Vegetables grown to Show Standard taste better than those from the Supermarket
21st Jun 2001
It's official at last, vegetables grown to show standard taste better than those from the supermarket. This verdict was given by the BBC at Chelsea this year when a top chef stir fried some of my vegetables against those from a supermarket and they came out on top for texture and flavour. Bearing in mind that the cooking didn't take place until the Wednesday of Chelsea and that my vegetables had been pulled a week previously and been boxed up under my stand until required, it says a lot.

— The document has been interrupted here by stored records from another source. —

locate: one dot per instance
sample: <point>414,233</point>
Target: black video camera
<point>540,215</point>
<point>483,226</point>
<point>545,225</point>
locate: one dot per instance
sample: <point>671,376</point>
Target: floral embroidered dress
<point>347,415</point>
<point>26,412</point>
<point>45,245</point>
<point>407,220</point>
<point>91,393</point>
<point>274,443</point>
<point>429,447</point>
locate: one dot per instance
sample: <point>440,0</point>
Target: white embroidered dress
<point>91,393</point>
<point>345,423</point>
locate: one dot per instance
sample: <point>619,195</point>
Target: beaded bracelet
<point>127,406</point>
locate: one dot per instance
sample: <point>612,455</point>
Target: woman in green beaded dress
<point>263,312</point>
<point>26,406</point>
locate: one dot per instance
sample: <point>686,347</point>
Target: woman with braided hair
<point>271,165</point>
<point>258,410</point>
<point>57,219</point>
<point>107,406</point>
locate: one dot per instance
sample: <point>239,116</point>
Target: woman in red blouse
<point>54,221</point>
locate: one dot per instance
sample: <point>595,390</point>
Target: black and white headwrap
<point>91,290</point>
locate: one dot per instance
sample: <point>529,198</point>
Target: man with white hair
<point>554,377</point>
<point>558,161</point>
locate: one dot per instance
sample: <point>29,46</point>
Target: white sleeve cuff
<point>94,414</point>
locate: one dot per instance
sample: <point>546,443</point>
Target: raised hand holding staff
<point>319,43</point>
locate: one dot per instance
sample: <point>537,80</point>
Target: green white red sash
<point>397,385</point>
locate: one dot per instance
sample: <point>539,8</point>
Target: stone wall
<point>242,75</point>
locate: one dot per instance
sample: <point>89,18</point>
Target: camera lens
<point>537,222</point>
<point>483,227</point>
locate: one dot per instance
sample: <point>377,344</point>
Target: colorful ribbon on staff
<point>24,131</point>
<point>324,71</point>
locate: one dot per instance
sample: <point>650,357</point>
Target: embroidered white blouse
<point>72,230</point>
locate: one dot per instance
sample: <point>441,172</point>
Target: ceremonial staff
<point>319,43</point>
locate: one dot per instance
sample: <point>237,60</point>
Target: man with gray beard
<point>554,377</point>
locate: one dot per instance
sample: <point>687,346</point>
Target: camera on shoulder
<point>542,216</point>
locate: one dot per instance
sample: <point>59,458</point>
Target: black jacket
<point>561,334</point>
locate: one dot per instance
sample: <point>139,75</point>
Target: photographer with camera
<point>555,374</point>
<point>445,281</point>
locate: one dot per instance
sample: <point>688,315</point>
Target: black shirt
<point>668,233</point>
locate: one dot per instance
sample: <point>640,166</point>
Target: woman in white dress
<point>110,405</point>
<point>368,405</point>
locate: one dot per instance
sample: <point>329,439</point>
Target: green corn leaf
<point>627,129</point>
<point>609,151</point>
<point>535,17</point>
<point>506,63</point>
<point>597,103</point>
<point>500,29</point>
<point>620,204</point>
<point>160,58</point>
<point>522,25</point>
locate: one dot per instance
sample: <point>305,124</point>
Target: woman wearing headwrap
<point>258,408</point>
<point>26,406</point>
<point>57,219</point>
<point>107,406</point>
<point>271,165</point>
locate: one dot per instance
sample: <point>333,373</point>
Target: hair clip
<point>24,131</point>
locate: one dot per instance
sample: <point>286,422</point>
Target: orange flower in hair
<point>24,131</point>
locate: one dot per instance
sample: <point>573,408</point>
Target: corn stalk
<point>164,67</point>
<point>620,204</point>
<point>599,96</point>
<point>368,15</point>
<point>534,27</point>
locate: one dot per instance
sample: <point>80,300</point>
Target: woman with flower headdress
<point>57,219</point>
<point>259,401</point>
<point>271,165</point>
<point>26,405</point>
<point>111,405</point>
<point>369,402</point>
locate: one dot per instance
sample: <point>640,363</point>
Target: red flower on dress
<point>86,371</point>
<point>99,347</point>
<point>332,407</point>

When I mentioned this to Ivor Mace when he called to seed my stand at the flower show, his immediate comment was 'so what, it's only what we growers have known all along anyway"
Sixth consecutive Gold medal at Chelsea
I must say I was very pleased to have received my sixth consecutive Gold medal at Chelsea and pleased as well that I knew that the quality of the vegetables displayed was the best that I have ever grown and staged there.
The onions had improved no end after having been grown in a raised bed on a bench and the best onion was nearly 17 inches around with all the other fourteen around the 16 inch mark. Their shape was very uniform which I had expected as they were all grown from really large pips or bulbils that had developed on the onion heads last Summer.
The leeks were also very good with a girth of nearly 7 inches and a length to the button of 18. These were all grown to maturity on the benches in florist buckets and given the occasional granular feed on top well watered in. The celery Starburst and Redstar were also excellent standing well over 4 feet in height with good strong girth. One point to note, the Redstar didn't seem to pull as well as the Starburst, so those of you growing this particualr one for the Summer shows should bear this in mind when putting on your final collar.
My long carrots grown in wheely bins certainly attracted a lot of media attention which is always par for the course if they spot anything out of the ordinary. What pleased me no end was the lack of time and effort that I had to impart into their growing. The bins were filled with nothing more than fine peat and the four bore holes in each bin made with round fence posts were filled with straight Levington F2S from the bag. They received one supplementary feed, that was all, right through the season and the skin quality was absolutely superb, as fine as any I have pulled for the August shows.
Another vegetable which performed really well were my own selection of Show Perfection Peas, they were 6½ inches in length and over an inch wide with one pod having 12 peas in it. These were all grown individually in 4 litre pots using Levington M3 and given the occasional balanced liquid feed, they were 18 plants and all were stopped after five peas per plant.
The best and most pleasing of all however were the cauliflowers, from the 48 that I had potted on right through to a 7 litre pot, I was able to stage two triangles of 10 as well as some slightly smaller that were used in two large wheel barrows. The variety that I sowed was one of my newer introductions 'Aviso' and this proves what a versatile cauliflower this is going to be. No wonder it's the cauliflower that is most widely and successfully grown in the commercial world today. The one mistake I made was to have an automatic watering system overhead which came on for three minutes every 6 hours, this was fine until we had a week of very high temperatures. At this point the foliage started to burn up and some of the water getting through the tied up foliage damaged the curd with the intense heat. Next year, If I do Chelsea again, I shall still have an automatic watering system but one which will discharge the water directly into the pot at compost level.
French beans are a very popular class at most shows and are now part and parcel of the National scene as well. I always use either my own my own re-selection of the climbing prince or my own re-selection of the dwarf prince. The first has already been sown and planted and each plant will climb up a cane to well over five feet, however I prefer to stop each one at around three feet and then keep on stopping all side shoots when they get to this height as well. This means that you will have a densely covered tepee like growth with masses of beans to select from.
My own dwarf beans can be ready for showing in 10 weeks from sowing if each plant is potted up individually into 4litre pots and kept in either the polytunnel or greenhouse. The beauty of growing them in pots is that they are movable so that if they appear to be maturing a little too early they can then moved outdoors. My first sowing went in on the first of June with another ten days later and today's sowing will be the last. This should ensure that I have beans to stage for the National in the right condition regardless of what sort of Summer it will turn out to be.